Mississippi loses $1 billion in wealth flight

By Aaron Rice
January 7, 2020

When people leave Mississippi, they don’t go empty handed. They take their jobs, financial assets, and tax revenue with them. 

Mississippi has lost $1.09 billion in wealth transfers to other states dating back to 2010. This is a change of negative 2 percent, ranking 30th nationwide, according to analysis of IRS data from the Illinois Policy Institute. Arkansas had a small decline of $287 million, while Louisiana lost $2.49 billion. 

Alabama ($471 million) and Tennessee ($7.14 billion) both had positive transfers of wealth. Florida had the highest wealth transfer, both in terms of actual dollars ($88.95 billion) and percentage gain (20%).

Wealth transfers and population shifts go hand-in-hand. 

Mississippi’s population declined by 4,871 last year. Mississippi and neighboring Louisiana, which saw a decrease of 10,896 residents, are the only states in the south to lose population over the past year. This is a continuing trend. Mississippi lost more than 3,000 residents the year prior. 

But every other southern state south of Virginia (not named Louisiana), had positive domestic migration numbers last year. Some smaller, like 0.8 in Arkansas, some larger, like 10.3 in South Carolina. This is the difference between a positive and negative wealth transfer for a state.

Mississippi is in a dangerous cycle, but it is one that can be corrected. There are policies the state can adopt that would put Mississippi ahead of the curve when it comes to national policy and positioning the state to be competitive nationwide.

For starters, Mississippi needs to move away from a desire to overregulate commerce and embolden government bureaucrats. Mississippi has more than 117,000 regulations that cut across every sector of the economy. A successful model to stem this growing tide would be a one-in, two-out policy where for every new regulation that is adopted, two have to be removed. If a regulatory policy is so important, let’s make the government prove it. 

The Trump administration adopted a similar executive order in 2017, and the numbers show we are actually seeing decreases greater than two-to-one, and these are not insignificant regulatory reductions. 

This could be particularly beneficial in healthcare and tech policy. No department regulates more than the Department of Health, but our goal should be a push toward free market healthcare reforms that encourage choice and competition. In tech policy, the state has the opportunity to be one of the first states to essentially open the door for innovation, rather than one where entrepreneurs need to seek permission from the state. If Mississippi wants to get in the technology world, and we are convinced this is essential, a permissionless innovation policy in healthcare would be a big step in the right direction. 

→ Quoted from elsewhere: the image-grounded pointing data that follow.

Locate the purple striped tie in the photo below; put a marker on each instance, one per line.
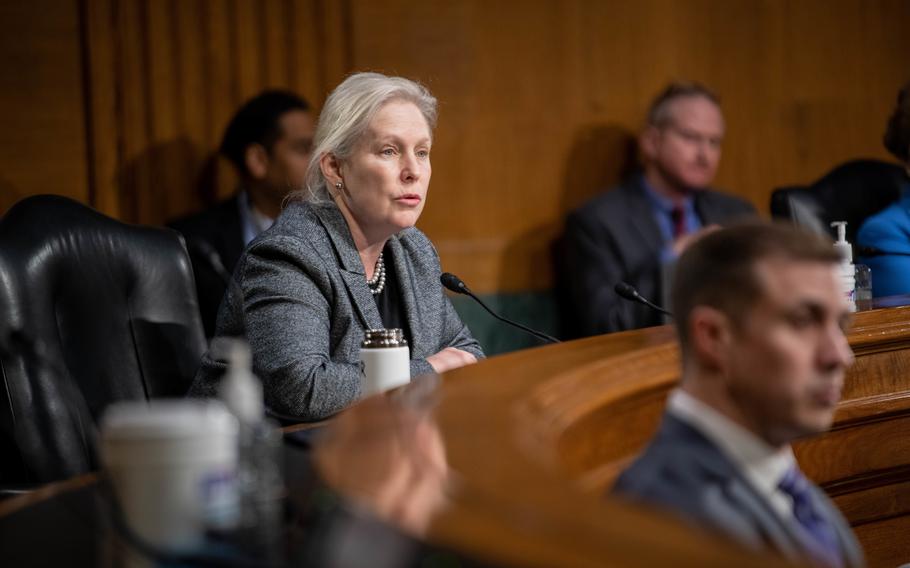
(822, 546)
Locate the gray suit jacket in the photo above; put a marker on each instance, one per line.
(682, 471)
(303, 304)
(615, 238)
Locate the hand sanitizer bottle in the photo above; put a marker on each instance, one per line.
(259, 480)
(847, 270)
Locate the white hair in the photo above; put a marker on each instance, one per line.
(347, 114)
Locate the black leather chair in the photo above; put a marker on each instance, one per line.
(92, 311)
(850, 192)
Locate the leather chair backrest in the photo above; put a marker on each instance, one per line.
(850, 192)
(92, 311)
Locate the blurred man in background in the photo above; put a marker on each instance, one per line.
(268, 141)
(634, 232)
(761, 317)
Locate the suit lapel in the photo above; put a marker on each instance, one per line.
(780, 536)
(641, 215)
(738, 494)
(351, 267)
(707, 213)
(407, 286)
(230, 232)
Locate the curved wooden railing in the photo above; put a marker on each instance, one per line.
(537, 437)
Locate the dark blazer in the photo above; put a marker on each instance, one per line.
(305, 305)
(217, 230)
(683, 471)
(615, 238)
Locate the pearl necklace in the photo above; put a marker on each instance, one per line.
(377, 282)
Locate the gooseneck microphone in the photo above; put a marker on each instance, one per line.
(457, 285)
(205, 251)
(628, 292)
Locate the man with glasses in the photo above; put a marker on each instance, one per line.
(635, 232)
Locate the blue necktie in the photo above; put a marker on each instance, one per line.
(822, 544)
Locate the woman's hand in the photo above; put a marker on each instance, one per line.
(450, 358)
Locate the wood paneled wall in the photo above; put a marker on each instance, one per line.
(121, 103)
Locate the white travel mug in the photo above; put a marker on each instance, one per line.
(386, 361)
(172, 466)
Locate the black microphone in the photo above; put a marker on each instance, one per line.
(202, 249)
(628, 292)
(457, 285)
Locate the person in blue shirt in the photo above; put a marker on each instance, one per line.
(268, 141)
(887, 234)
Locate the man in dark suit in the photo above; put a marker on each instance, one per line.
(268, 141)
(636, 231)
(760, 316)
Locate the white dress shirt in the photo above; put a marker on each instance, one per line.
(762, 465)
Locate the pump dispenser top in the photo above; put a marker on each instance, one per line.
(240, 390)
(841, 245)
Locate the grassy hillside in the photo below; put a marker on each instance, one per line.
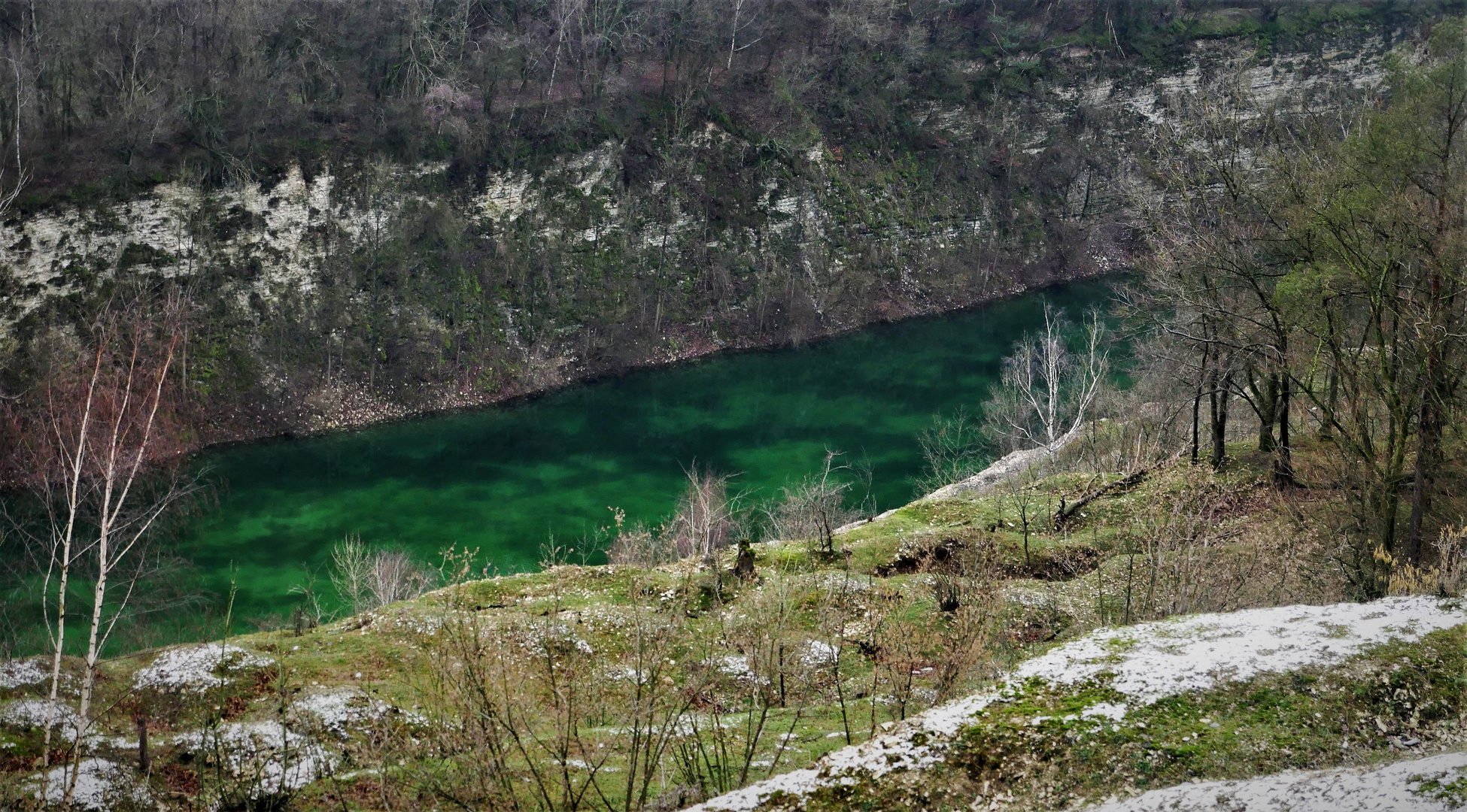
(621, 686)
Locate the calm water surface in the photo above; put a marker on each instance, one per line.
(505, 480)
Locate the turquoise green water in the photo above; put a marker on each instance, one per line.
(505, 480)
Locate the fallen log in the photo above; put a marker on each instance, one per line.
(1068, 511)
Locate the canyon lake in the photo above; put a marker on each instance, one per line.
(514, 478)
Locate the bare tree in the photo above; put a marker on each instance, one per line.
(1046, 389)
(815, 508)
(90, 452)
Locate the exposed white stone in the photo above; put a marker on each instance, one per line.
(197, 667)
(1406, 786)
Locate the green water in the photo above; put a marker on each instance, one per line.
(505, 480)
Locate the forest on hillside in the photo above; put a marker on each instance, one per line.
(700, 176)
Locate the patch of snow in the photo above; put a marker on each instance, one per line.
(14, 673)
(735, 666)
(819, 653)
(342, 710)
(1146, 662)
(100, 784)
(197, 667)
(31, 713)
(266, 753)
(1394, 787)
(1005, 468)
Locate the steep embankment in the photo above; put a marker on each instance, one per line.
(345, 290)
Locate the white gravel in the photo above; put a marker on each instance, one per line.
(1170, 657)
(1146, 663)
(1394, 787)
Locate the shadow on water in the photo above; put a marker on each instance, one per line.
(503, 480)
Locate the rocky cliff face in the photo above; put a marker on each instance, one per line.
(342, 293)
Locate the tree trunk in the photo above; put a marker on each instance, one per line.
(1202, 381)
(1283, 458)
(1219, 399)
(1268, 402)
(1428, 458)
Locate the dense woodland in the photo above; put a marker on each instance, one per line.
(926, 150)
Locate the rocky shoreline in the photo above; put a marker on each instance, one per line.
(354, 406)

We should also not require people to receive permission from the state to work when they do move here. Open the door to productive citizens by allowing for universal recognition of licensing, following the path paved by Arizona. If you have been licensed in one state, that license should be good in Mississippi. Again, we could be ahead of the curve. 

At the same time, our occupational licensing regime should be reviewed. Today, 19 percent of Mississippians need a license to work. It was 5 percent in the 1950s. While there are some occupations where a license is obviously prudent, we’ve expanded into far too many occupations. 

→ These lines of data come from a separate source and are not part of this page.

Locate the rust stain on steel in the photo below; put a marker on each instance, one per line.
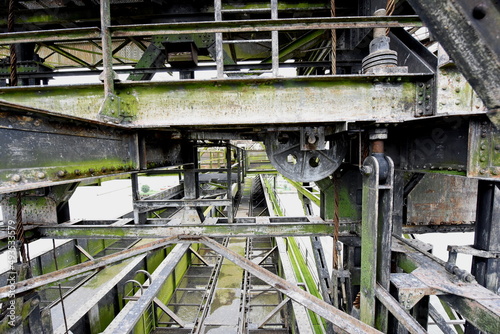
(78, 269)
(442, 200)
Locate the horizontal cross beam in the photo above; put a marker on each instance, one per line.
(218, 230)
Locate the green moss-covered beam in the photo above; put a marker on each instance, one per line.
(218, 230)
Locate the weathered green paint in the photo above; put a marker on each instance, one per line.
(244, 101)
(475, 312)
(369, 222)
(315, 199)
(303, 274)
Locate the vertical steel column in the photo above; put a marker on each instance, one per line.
(384, 237)
(219, 51)
(487, 238)
(369, 225)
(376, 230)
(191, 182)
(107, 49)
(139, 218)
(230, 212)
(238, 167)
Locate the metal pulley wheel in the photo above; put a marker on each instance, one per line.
(290, 159)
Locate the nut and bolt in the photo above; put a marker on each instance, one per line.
(366, 170)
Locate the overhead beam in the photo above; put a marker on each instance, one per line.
(244, 101)
(213, 27)
(468, 31)
(218, 230)
(45, 150)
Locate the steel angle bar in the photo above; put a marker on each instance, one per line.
(148, 205)
(54, 35)
(236, 26)
(158, 231)
(341, 321)
(46, 279)
(477, 304)
(125, 322)
(77, 314)
(398, 311)
(300, 313)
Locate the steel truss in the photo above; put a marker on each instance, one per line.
(418, 144)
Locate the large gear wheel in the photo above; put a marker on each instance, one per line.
(284, 152)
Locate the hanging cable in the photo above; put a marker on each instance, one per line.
(389, 10)
(13, 54)
(333, 33)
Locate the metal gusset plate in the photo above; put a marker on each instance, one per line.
(284, 152)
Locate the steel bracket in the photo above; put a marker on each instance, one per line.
(114, 111)
(410, 289)
(426, 98)
(484, 145)
(312, 138)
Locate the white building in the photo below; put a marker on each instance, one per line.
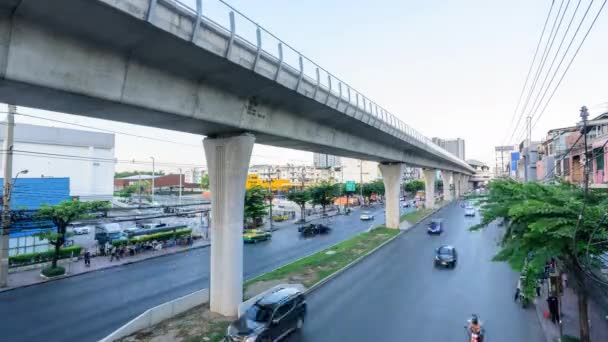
(85, 157)
(322, 160)
(194, 175)
(357, 170)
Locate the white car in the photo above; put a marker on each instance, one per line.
(82, 230)
(366, 216)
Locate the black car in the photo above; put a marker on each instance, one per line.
(271, 318)
(314, 229)
(446, 256)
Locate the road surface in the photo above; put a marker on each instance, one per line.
(397, 294)
(90, 306)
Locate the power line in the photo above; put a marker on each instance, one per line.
(529, 70)
(571, 60)
(536, 104)
(539, 68)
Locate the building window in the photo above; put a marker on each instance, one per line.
(599, 160)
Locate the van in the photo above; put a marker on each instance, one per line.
(109, 232)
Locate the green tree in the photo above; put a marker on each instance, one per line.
(414, 185)
(324, 194)
(439, 184)
(300, 197)
(62, 215)
(205, 181)
(133, 188)
(545, 221)
(255, 204)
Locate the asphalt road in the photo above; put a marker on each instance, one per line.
(90, 306)
(397, 294)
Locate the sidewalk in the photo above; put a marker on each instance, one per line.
(31, 277)
(569, 315)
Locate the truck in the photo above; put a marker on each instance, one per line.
(109, 232)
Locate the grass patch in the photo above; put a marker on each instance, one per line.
(314, 268)
(415, 216)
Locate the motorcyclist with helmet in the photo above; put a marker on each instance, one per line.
(475, 330)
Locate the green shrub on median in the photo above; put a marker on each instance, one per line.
(314, 268)
(163, 236)
(34, 258)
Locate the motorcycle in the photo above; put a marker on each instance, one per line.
(474, 336)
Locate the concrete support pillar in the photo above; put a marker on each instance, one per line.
(392, 175)
(429, 187)
(448, 188)
(228, 164)
(457, 178)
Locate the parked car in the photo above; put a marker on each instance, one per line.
(446, 256)
(271, 318)
(109, 232)
(435, 226)
(366, 216)
(82, 230)
(256, 235)
(314, 229)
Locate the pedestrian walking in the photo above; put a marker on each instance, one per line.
(87, 258)
(552, 301)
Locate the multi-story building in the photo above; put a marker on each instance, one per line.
(411, 173)
(454, 146)
(528, 156)
(551, 152)
(322, 160)
(297, 175)
(482, 173)
(503, 160)
(194, 175)
(86, 158)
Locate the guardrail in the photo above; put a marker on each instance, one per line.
(158, 314)
(221, 16)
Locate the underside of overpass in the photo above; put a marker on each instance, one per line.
(130, 62)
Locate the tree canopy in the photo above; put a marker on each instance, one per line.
(255, 205)
(324, 194)
(62, 215)
(300, 197)
(548, 221)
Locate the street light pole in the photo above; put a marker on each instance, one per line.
(6, 196)
(153, 176)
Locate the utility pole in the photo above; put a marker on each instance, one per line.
(6, 196)
(361, 178)
(153, 176)
(270, 195)
(140, 187)
(584, 116)
(303, 176)
(180, 185)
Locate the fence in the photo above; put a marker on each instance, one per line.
(222, 17)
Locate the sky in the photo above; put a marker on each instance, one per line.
(449, 68)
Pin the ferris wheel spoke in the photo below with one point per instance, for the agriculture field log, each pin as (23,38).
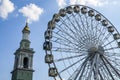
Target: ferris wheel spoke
(84,30)
(67,58)
(68,27)
(76,73)
(64,39)
(102,33)
(111,48)
(74,27)
(107,69)
(111,54)
(105,73)
(113,61)
(88,26)
(92,67)
(80,29)
(82,71)
(113,67)
(70,36)
(72,65)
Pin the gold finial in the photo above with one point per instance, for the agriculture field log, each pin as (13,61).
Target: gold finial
(26,28)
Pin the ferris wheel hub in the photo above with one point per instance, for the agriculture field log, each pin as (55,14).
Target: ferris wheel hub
(96,50)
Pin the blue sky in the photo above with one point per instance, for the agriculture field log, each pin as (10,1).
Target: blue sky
(13,14)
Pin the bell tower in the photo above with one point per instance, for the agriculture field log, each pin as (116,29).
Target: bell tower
(23,64)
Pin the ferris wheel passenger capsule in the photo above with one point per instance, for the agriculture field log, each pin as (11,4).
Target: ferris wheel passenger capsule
(116,36)
(56,17)
(47,45)
(49,58)
(69,9)
(84,10)
(62,12)
(48,34)
(51,24)
(110,29)
(76,9)
(91,13)
(98,17)
(53,72)
(119,44)
(104,22)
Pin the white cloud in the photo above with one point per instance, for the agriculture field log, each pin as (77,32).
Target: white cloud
(96,3)
(32,12)
(6,7)
(61,3)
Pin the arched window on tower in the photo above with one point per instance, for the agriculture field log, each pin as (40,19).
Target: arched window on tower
(25,62)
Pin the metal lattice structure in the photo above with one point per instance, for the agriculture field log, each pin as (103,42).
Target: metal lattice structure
(81,44)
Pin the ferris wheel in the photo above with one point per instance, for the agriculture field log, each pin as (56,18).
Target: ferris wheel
(81,44)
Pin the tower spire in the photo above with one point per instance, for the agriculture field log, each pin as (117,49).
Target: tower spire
(23,58)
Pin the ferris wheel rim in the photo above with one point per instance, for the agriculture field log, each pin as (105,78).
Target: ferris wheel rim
(95,11)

This serves to lower competition and increase costs for consumers, while not providing those consumers with a better product. Occupational licensing is an example of how Mississippi misses the opportunity to grow her economy by acting in defensive ways to protect the slices of our economic pie for the well-connected when the reality is we could create a much bigger economic pie if we encouraged more creative disruption, competition, and risk-taking. 

Finally, Mississippi needs to shed its abundant reliance on government and the public sector. Whether for public assistance, grants, contracts, jobs, or specific tax breaks, the citizens and companies in Mississippi are too dependent on state government. And the state is too dependent on the federal government. We have the third highest level of economic dependence on federal grants-in-aid in the nation (43%) and the fourth highest level of our economy driven by the public sector in the country (55%). Politicians, state agency directors, and government bureaucrats cannot create the economic growth we need. They can, however, work together with our various representatives and create an environment that allows and encourages private economic activities. Ultimately, with such an environment, it will be the entrepreneurs, business owners, productive workers, creative disruptors, capitalists, managers, and consumers who deliver the economic growth we all seek. 

Mississippi can share the success of our neighbors. It will just take work.